I’m not the only one who finds this timing suspicious, Starting with the 
publishers of 60 Minutes themselves :-)

CBS:

The outage comes the morning after "60 Minutes" aired an interview with a 
whistleblower who said Facebook is aware of how it amplifies hate, 
misinformation and unrest but claimed the company hides what it knows.

https://www.cbsnews.com/news/facebook-instagram-whatsapp-down-2021-10-04/

https://abcnews.go.com/Technology/facebook-instagram-users-us/story?id=80397437

https://www.cnbc.com/2021/10/04/facebook-shares-drop-5percent-after-site-outage-and-whistleblower-interview.html

https://www.insidenova.com/headlines/facebook-instagram-down-after-60-minutes-whistleblower-report/article_29977530-2531-11ec-b5ae-73311c46edfb.html

https://adage.com/article/digital-marketing-ad-tech-news/what-facebook-telling-advertisers-about-60-minutes-whistleblower/2370346




 -mel beckman

On Oct 4, 2021, at 1:36 PM, Blake Dunlap <iki...@gmail.com> wrote:


If there isn't an undernetwork capable of being backdoored with the proper keys 
(I'd be shocked if there isn't - the big players have very good infra and DR 
people), I suspect there will be one soonish.

It doesnt do much good to have DR plans and keys otherwise if you can't even 
get to the locks without getting on a plane.

Regardless of how people may feel about the company, I just feel bad for their 
sres right now and am drinking one in their honor. I just want to know what an 
October meltdown gets called in the pm.

On Mon, Oct 4, 2021, 15:24 Baldur Norddahl 
<baldur.nordd...@gmail.com<mailto:baldur.nordd...@gmail.com>> wrote:
Not in such a primitive fashion no. But they could definitely have a secondary 
network that will continue to work even if something goes wrong with the 
primary.

On Mon, 4 Oct 2021 at 22:16, PJ Capelli 
<pjcape...@pm.me<mailto:pjcape...@pm.me>> wrote:
Seems unlikely that FB internal controls would allow such a backdoor ...

"Never to get lost, is not living" - Rebecca Solnit

Sent with ProtonMail<https://protonmail.com/> Secure Email.

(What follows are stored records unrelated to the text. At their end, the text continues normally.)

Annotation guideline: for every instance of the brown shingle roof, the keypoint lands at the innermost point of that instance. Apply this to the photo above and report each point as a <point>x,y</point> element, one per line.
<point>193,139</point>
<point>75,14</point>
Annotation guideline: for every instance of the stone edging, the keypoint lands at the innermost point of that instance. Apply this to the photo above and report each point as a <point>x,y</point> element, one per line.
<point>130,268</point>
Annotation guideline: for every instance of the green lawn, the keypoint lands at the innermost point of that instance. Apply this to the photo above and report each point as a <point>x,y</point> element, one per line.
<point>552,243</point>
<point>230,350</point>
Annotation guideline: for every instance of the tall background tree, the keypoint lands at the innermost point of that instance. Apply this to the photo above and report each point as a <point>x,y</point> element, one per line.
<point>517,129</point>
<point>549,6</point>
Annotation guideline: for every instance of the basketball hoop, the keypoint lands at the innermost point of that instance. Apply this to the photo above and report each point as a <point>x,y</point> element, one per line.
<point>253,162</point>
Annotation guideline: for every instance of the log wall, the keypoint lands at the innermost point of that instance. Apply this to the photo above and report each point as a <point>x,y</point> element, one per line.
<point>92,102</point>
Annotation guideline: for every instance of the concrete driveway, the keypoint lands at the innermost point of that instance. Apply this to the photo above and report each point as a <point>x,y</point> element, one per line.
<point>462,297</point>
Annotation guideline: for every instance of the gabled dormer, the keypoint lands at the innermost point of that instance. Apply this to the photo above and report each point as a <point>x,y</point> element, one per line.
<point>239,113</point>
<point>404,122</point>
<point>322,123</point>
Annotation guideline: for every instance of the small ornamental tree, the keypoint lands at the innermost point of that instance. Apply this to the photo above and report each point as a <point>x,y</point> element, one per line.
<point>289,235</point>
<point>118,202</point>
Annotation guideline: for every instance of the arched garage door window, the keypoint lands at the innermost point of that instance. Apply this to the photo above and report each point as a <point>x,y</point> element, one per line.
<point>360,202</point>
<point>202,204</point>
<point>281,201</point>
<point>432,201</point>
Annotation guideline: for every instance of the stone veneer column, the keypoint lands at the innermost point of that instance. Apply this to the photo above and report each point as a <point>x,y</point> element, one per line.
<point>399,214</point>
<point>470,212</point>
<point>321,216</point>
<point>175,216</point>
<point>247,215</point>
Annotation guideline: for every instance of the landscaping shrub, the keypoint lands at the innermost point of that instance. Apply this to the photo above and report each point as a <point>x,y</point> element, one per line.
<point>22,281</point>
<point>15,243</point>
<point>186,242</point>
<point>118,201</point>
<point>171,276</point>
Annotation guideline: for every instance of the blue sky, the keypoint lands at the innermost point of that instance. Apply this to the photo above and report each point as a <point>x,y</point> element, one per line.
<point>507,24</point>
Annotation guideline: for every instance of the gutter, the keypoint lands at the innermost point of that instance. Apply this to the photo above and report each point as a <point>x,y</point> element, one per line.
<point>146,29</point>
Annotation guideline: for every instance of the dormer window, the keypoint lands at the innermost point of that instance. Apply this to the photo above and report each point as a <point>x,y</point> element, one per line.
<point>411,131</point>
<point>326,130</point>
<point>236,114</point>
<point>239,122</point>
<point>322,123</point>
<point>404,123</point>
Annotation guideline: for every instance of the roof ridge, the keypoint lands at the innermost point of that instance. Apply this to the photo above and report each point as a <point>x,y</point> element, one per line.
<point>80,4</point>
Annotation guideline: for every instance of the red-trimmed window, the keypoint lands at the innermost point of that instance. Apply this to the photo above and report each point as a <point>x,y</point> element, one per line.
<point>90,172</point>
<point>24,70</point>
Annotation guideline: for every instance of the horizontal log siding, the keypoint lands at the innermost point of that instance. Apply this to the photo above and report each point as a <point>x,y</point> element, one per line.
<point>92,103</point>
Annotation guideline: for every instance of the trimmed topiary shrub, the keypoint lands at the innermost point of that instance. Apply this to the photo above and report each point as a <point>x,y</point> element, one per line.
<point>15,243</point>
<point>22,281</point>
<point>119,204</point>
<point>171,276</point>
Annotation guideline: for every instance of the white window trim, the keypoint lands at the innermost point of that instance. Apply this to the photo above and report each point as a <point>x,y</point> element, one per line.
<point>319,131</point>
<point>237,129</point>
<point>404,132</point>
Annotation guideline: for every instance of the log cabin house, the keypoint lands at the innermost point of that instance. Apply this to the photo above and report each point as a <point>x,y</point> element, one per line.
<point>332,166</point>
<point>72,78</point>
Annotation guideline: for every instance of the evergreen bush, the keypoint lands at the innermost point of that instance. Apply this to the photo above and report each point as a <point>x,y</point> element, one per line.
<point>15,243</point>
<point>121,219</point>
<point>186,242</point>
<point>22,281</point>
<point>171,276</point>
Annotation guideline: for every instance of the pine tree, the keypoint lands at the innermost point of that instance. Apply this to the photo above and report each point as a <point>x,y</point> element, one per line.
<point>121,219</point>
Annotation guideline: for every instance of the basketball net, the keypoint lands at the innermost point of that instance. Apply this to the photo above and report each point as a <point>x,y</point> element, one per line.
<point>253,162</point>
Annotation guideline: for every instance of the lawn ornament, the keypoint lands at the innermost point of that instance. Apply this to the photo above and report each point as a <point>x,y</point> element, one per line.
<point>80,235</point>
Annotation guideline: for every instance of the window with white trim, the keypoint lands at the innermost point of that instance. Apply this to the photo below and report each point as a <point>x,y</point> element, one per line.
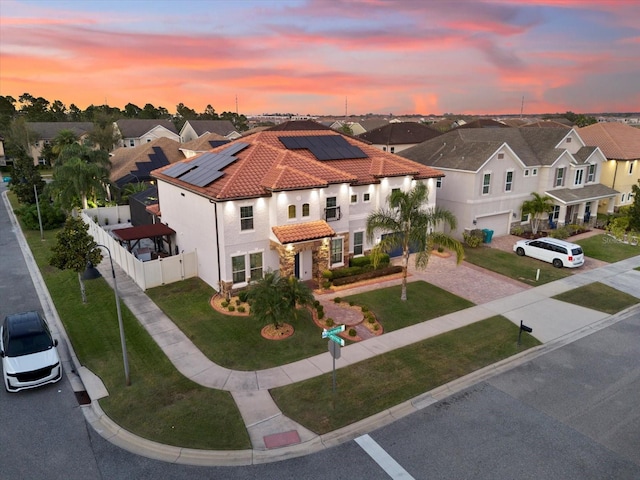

‐‐‐‐‐‐‐ Original Message ‐‐‐‐‐‐‐
On Monday, October 4th, 2021 at 4:12 PM, Baldur Norddahl 
<baldur.nordd...@gmail.com<mailto:baldur.nordd...@gmail.com>> wrote:


On Mon, 4 Oct 2021 at 21:58, Michael Thomas 
<m...@mtcc.com<mailto:m...@mtcc.com>> wrote:


On 10/4/21 11:48 AM, Luke Guillory wrote:


I believe the original change was 'automatic' (as in configuration done via a 
web interface). However, now that connection to the outside world is down, 
remote access to those tools don't exist anymore, so the emergency procedure is 
to gain physical access to the peering routers and do all the configuration 
locally.

Assuming that this is what actually happened, what should fb have done 
different (beyond the obvious of not screwing up the immediate issue)? This 
seems like it's a single point of failure. Should all of the BGP speakers have 
been dual homed or something like that? Or should they not have been mixing ops 
and production networks? Sorry if this sounds dumb.

Facebook is a huge network. It is doubtful that what is going on is this 
simple. So I will make no guesses to what Facebook is or should be doing.

However the traditional way for us small timers is to have a backdoor using 
someone else's network. Nowadays this could be a simple 4/5G router with a VPN, 
to a terminal server that allows the operator to configure the equipment 
through the monitor port even when the config is completely destroyed.